Referring to planning minister Nick Boles's proposals to allow developers to bypass planning procedures to convert unoccupied offices into homes, Mr Star said: "This is the worst possible thing that a minister could be pushing through. It is unbelievable
"You get more rent from housing than offices so as a landlord you'd rather turn it into housing.
"We already don't have enough offices. We're already pushed to pay the maximum amount we can and it does mean that people are squeezed out. What he's proposing is terrible.
"We will lose even more of our office space, what is left will be even more expensive and it will probably kill that vibrant thing. This is not a policy that is good for enterprise.

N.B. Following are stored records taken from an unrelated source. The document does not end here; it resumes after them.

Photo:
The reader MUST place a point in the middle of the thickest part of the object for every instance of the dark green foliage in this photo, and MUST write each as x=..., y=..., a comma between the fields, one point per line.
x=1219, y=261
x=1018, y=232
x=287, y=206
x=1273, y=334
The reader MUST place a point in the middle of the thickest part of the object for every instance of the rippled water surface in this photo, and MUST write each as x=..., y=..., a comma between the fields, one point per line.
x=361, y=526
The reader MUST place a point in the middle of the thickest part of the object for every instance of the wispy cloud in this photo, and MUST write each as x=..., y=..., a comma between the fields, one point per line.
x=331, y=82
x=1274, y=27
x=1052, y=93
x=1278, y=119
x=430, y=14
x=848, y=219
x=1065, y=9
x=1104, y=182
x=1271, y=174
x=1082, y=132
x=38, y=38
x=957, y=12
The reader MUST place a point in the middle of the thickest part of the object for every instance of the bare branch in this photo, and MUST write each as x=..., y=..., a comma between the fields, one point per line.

"He's sending a signal that the Government is not serious about enterprise."
He added that expansion into Greenwich, iCity and Canary Wharf would help with space and rents as well as entrench the network of relationships that was vital to a prosperous entrepreneurial culture.
Mayor of London Boris Johnson has already said he would be looking for exemptions for the City Fringe - which includes parts of Tech City - and Enterprise Zones from the measures.
Mr Star also criticised the Government's immigration policies, talking about his own difficulty recruiting a Queen Mary masters student who "we're going to lose on a technicality, which is absolutely ridiculous".
He said: "It's very, very difficult to hire incredibly good capable and talented programmers because they're already busy, they're already working. Or they command astronomical salaries - six figures for someone relatively junior.
"Someone told me there's some 1,700 jobs that are open in Tech City and I can believe that. We've got a few open that we just can't find suitable candidates.
"It doesn't help that the Government, which is insisting it is here to help us, have made the process of recruiting rather more complicated."
But he struck a more optimistic note about the location of the Tech City concept.
He said: "What we have in London that we don't have in Berlin is a financial capital.
"While intellectual capital is key, and I would say Berlin has a few more engineers, they don't have a financial centre like London with all its wealth sitting on its doorstep.
"The real trick is how we invest the folks in the City to start investing because one thing's for sure, if you want to be big - a Google, a Facebook or a Twitter - you need an enormous amount of capital."
But he said that London was a good place to start a business. "If you want to do it, someone will help you," he said.